My experience of doing my PHD was to keep a very low profile so as not to enable trans activists to prevent my research. Instead, they came for me after being awarded my doctorate, with the overt tactic of targeting the academics who had supported my right to academic freedom. The lengths ideologues within academia will go to, in order to prevent dissenting views being expressed, is utterly chilling.

The Grande Dame of being silenced, including in academic circles, is the esteemed journalist and women’s rights campaigner Julie Bindel, who scoffed angrily when I asked about Matt Cook’s assertion that there really isn’t an issue of no-platforming on the trans issue. Bindel has spoken on the clash between women’s rights and trans demands for twenty years come next January. She reminded me she has been no-platformed more than twice a year since she first spoke out. She estimates she has been prevented from publicly speaking at least 50 times. That doesn’t include all of the dis-invitations, the rescinding of invitations publicly, the pickets and horribly violent demonstrations she has had to walk through on the rare occasions when organisations didn’t cave to the trans bullies.

Julie Bindel was on her own for many years, feeling isolated, threatened and ostracised. She carried on regardless, withstanding some appalling manipulation from trans activists at times. Women willing to publicly speak out now number in the thousands but imagine being a young female student, who hasn’t yet connected with other dissenting women, in a packed lecture theatre full of be-pronouned, blue haired, non-binary loud mouths chanting the mantra “trans women are women” — and at that point daring to raise your hand.

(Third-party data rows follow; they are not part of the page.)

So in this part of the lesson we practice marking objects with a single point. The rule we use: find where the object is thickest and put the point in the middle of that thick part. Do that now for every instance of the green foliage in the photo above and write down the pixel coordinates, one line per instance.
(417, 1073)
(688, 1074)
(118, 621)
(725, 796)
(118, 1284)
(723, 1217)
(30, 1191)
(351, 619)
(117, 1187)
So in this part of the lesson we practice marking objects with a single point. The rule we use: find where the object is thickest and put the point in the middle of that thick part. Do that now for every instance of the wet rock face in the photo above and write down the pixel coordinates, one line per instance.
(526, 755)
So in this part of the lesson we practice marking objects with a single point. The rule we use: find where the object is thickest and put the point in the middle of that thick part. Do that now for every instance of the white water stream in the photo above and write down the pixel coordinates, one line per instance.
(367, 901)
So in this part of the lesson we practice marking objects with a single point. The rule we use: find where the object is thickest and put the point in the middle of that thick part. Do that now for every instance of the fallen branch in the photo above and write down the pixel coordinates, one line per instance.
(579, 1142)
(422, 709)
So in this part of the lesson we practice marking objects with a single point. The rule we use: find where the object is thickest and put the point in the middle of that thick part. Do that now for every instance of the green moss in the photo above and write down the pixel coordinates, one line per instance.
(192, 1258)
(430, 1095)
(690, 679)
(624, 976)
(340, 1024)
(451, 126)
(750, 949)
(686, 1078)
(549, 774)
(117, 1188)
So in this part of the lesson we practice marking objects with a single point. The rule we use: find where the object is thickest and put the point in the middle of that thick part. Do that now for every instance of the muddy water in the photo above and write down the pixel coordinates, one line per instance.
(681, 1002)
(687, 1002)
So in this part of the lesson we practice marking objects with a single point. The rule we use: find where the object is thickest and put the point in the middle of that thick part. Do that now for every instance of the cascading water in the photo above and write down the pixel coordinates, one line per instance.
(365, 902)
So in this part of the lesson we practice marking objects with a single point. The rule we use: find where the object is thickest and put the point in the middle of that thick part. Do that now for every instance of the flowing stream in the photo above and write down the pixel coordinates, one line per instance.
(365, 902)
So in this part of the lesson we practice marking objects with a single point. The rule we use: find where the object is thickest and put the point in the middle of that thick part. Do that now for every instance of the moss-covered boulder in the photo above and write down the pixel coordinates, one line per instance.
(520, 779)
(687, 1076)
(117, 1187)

Hopefully Arif Ahmed will do more than pay lip service to the need to guarantee that student the right to say “hang on, I don’t agree with that”. She needs a union who will back her right to do so.

If Matt Cook doesn’t know that women are being studiously quiet within the walls of academia, it is because he is not interested in hearing them speak. That makes him no better than the bullies who try to prevent them if they do.